If I speak in the tongues of men and of angels, but have not love, I am a noisy gong or a clanging cymbal. And if I have prophetic powers, and understand all mysteries and all knowledge, and if I have all faith, so as to remove mountains, but have not love, I am nothing. If I give away all I have, and if I deliver up my body to be burned, but have not love, I gain nothing. (1 Corinthians 13:1-3, ESV)
We're nearing the end of the sojourn discussing Lent and the Christian disciplines. Only one more class remains and this week was the second discussion on study. I was particularly influenced by some writing by Francis Chan regarding the goal of study and how we relate to the world around us. A core question was, "When people are around you, do they get glimpses of God? Or do they just see a lot of knowledge?"
Taking this question to heart, I have to ask myself, "To what end do I do my study?" I've said all along, the practice of disciplines - whether in conjunction with Lent or not - is to deepen my relationship with God. But if I'm seeking to go deeper without any regard to what others see, then I'm doing what Paul warns about in the 1 Corinthians passage. I'm a lot of noise with no real substance.

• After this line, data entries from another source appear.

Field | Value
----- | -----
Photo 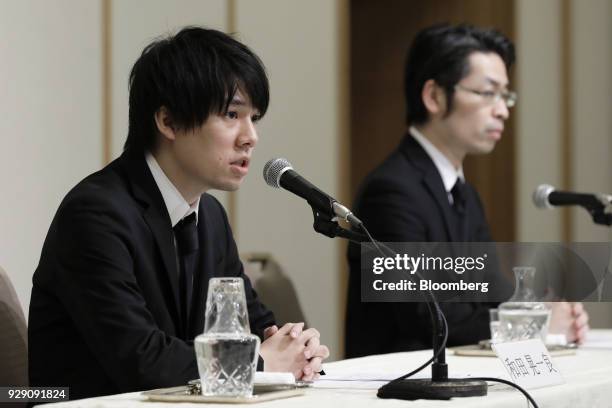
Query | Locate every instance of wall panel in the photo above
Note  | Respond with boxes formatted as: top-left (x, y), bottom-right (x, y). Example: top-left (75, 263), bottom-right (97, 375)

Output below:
top-left (516, 0), bottom-right (563, 241)
top-left (0, 1), bottom-right (102, 315)
top-left (234, 0), bottom-right (344, 360)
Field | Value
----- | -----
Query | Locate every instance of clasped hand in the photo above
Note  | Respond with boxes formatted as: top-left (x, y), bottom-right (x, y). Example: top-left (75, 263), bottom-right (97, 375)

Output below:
top-left (548, 301), bottom-right (589, 344)
top-left (259, 322), bottom-right (330, 381)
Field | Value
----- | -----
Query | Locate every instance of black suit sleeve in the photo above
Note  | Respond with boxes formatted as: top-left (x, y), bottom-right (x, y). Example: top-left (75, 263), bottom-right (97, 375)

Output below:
top-left (53, 196), bottom-right (197, 391)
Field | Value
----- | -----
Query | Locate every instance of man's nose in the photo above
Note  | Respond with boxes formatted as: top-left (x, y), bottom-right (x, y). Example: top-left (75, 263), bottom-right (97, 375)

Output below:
top-left (493, 98), bottom-right (510, 120)
top-left (238, 118), bottom-right (258, 149)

Practice of the disciplines is a good thing. Study, the kind that digs deep and seeks to learn and apply something that will truly change my life, is also a very good aim. But if that life is changed only in a superficial way, then Paul is correct - "I am nothing." My focus needs to seek to strengthen my relationship with my Father and extend my reach to my brothers and sisters.
Along my travels on this Crooked Path, hen a dark, lost world sees me they should see Christ. As Chan says, when I encounter someone, I need ask the question, "How can I lift up this person with the knowledge I have?" Anything else, is just a noisy gong.